The "Take Back MTV" running gag definitely sets a standard for what the creators feel the target audience of the show to be; yes younger viewers may get the obvious jabs at the way MTV is programmed, but older viewers are going to get the most enjoyment from the entire tone, all the way to the cameos by Kurt Loder, Tabitha Soren, and Matt Pinfield. On a whole, I'd argue the series was never intended to be consumed outright by a younger audience, but thankfully the show keeps its humor level far above the level of pandering and only on occasion does "absurdity" get confused with pointless repetition. "Missionaries" however, sets the seeds for a running storyline involving Chloe Sevigny as Fred and Carrie's roommate, a "refuge" from Seattle (another sketch idea that is good for mild chuckles, but is otherwise stale and dated). Sevigny's character, eventually saps the series of its inherent energy, due in no short part to the actresses' inherent lack of charisma coupled with some of the sloppiest meandering writing in the entire series.
On the upside, a simultaneous running gag involving the Mayor (the always wonderful Kyle MacLachlan), really hits the nail on the head when it comes to local grown political humor, although the appeal transcends merely being a Portland resident. Of course, Fred and Carrie continue to revisit a swath of recurring characters from seasons past, including Kath and Dave as dead-on obnoxious know-it-alls fresh from vacation who cross paths with Nina and Lance, in a moderately amusing episode that ends up showcasing Fred and Carrie's acting talents more than the series' writing talents. On the other hand, the recurring characters of the feminist bookstore owners show signs of running out of gas. It's this very inconsistency that makes "Portlandia" a tough series to digest at times; when the writing is spot-on, it's mandatory viewing, but more often than not, there feels like an inherent failure in the editing process that takes something with fantastic potential down to the merely "good" or "ok" category.

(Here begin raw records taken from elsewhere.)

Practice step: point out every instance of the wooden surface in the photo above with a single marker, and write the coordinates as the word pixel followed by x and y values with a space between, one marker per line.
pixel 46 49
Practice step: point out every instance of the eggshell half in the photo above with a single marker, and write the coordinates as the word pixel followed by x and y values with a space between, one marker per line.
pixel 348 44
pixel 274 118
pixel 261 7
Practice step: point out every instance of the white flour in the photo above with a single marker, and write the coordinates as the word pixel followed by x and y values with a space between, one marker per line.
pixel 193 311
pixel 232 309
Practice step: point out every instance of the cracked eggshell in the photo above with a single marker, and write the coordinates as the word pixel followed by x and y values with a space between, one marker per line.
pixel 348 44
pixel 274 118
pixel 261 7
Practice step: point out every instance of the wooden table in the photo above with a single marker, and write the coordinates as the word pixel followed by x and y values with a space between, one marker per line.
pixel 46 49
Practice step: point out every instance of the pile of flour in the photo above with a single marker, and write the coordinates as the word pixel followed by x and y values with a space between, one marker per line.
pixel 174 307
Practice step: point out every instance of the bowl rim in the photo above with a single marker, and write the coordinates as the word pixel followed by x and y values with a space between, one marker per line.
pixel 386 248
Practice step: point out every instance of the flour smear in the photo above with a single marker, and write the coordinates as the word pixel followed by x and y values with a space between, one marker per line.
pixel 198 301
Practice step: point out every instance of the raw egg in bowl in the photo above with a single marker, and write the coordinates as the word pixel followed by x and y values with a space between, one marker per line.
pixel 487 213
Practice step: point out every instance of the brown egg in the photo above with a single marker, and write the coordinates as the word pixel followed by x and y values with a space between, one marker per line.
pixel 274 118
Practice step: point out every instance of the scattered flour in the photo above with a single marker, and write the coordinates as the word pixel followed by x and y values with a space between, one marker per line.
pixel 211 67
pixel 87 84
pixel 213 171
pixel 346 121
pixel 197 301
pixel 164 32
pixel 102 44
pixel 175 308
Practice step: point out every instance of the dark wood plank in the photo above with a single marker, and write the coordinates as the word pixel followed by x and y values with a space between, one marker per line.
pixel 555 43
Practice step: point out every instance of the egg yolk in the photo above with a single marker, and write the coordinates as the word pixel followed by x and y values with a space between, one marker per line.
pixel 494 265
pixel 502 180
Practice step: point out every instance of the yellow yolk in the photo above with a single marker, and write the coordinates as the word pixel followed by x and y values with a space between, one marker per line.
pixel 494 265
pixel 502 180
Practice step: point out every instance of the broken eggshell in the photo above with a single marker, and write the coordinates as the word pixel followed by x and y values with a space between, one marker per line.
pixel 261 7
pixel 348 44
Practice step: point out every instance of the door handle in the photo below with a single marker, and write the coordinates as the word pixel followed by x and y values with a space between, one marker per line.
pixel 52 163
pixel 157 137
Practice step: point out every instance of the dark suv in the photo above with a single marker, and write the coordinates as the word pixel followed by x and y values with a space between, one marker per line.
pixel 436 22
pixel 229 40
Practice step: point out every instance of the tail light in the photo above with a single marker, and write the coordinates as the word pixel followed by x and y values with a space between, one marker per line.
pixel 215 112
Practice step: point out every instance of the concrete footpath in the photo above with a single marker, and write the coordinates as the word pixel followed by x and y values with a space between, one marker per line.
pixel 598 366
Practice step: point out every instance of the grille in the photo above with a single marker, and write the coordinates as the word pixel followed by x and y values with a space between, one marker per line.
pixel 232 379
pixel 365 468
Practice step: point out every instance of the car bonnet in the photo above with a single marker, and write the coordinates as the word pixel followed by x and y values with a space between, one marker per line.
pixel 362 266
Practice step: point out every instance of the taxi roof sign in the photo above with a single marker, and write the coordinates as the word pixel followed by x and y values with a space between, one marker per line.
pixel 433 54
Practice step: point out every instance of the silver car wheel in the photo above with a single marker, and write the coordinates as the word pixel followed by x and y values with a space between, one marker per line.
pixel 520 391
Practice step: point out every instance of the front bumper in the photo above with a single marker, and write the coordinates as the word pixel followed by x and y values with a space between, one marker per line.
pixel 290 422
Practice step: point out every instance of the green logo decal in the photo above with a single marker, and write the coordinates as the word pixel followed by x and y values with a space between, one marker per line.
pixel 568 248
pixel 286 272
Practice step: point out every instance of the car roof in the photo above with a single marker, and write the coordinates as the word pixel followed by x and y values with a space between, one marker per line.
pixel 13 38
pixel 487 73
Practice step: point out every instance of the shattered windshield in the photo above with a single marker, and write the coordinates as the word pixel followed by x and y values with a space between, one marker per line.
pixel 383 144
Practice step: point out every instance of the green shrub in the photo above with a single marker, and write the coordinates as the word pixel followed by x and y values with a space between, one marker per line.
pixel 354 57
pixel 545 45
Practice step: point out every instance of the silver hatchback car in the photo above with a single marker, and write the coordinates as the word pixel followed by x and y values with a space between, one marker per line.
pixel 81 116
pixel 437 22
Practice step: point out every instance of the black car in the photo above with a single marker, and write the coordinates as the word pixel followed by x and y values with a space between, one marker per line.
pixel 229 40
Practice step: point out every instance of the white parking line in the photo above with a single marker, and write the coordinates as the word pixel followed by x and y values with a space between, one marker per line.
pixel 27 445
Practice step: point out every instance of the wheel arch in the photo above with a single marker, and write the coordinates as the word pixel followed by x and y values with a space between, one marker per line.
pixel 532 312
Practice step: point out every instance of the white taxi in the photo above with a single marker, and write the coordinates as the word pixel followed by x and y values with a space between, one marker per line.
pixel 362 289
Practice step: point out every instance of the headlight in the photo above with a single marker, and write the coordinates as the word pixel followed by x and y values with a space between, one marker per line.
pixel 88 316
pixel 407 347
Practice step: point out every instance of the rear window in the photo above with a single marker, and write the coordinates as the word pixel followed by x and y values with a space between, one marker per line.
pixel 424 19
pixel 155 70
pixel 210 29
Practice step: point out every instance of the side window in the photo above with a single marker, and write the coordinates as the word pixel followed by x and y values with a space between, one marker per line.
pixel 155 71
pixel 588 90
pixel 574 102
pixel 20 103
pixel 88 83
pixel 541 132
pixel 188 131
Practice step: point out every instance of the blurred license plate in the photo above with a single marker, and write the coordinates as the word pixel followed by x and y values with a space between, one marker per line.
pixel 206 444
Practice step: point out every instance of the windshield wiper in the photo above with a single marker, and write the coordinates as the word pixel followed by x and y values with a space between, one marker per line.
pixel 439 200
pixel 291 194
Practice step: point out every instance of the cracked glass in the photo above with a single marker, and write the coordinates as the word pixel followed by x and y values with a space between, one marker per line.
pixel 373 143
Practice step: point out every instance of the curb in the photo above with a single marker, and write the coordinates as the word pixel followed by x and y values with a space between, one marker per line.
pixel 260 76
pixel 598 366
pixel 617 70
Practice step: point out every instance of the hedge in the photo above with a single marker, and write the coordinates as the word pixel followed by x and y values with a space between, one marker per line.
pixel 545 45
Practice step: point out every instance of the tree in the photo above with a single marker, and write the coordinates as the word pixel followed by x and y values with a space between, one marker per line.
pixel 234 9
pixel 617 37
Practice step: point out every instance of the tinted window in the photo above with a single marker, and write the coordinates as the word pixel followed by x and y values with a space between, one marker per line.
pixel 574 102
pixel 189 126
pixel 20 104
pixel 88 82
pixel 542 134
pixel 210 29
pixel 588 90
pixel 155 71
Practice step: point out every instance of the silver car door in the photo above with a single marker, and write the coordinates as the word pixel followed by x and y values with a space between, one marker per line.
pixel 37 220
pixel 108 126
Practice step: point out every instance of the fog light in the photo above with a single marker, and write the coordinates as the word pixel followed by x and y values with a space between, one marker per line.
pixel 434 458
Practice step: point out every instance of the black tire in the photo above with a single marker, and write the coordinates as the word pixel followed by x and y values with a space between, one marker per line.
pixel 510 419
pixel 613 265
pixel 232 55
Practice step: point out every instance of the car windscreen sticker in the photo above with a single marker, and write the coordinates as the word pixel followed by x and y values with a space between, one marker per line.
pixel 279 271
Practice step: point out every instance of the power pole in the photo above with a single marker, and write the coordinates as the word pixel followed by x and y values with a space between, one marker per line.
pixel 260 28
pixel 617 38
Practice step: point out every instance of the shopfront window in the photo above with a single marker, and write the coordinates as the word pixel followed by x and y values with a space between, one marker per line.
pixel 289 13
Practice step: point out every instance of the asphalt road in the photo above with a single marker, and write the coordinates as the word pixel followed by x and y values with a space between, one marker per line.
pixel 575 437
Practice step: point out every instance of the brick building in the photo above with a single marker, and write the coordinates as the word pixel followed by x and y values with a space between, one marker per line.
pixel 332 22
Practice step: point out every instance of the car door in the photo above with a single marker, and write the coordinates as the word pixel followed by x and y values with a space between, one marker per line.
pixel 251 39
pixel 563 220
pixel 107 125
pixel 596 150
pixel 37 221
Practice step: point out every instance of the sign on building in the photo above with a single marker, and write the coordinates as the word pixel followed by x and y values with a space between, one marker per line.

My criticisms of "Portlandia" might sound harsh, but the fact of the matter is, the series is quite likable, has exhibited brilliance in the past, but its consistency is flat-out frustrating. When I look ahead and think of what directions the writers will take things in season four, I'm optimistic that season four might bring some new recurring characters and give some older ones a chance to cool off, but on the other hand, with the hit-or-miss nature of the season long storylines, I'd hate to think that something as simple and brief as the Milk Advisory Board interludes are going to be forgotten in lieu of pointless nonsense like the extended Chloe Sevigny guest spot. At the very least, fans should hope the competency of the series doesn't wane.
The 1.78:1 anamorphic widescreen transfer is more than acceptable for the nature of the show, with a dialed back color scheme and above average detail. There's a bit of digital noise/grain in the image, but otherwise it's a pleasant show that does manage to convey the feeling of a lot of Portland.
The Dolby Digital English 2.0 audio track is more solid than one would expect, with some strong dynamic range at times, most notably during the ear pleasing opening titles (music courtesy of Washed Out). It's a well-engineered mix and provides a very natural sound.
The extras consist of two deleted scenes and a nearly 30-minute featurette titled "Kumali Tours Portlandia" featuring guest star Kumali Nanjiani.
My biggest complaint with this release isn't related to the show or technical quality of the DVD in anyway; instead I have to call out the studio on putting two DVDs in a flimsy "eco friendly" cardboard sleeve case. I could easily see the DVDs getting scratched up from simply trying to get them in an out of downright atrocious packaging. That aside, the third season of "Portlandia" offers a majority of solid, intelligently funny episodes. When the season hits its lowest points, it's not incompetent, just incredibly lazy; fortunately, the highs elicit very earnest laughs. Recommended.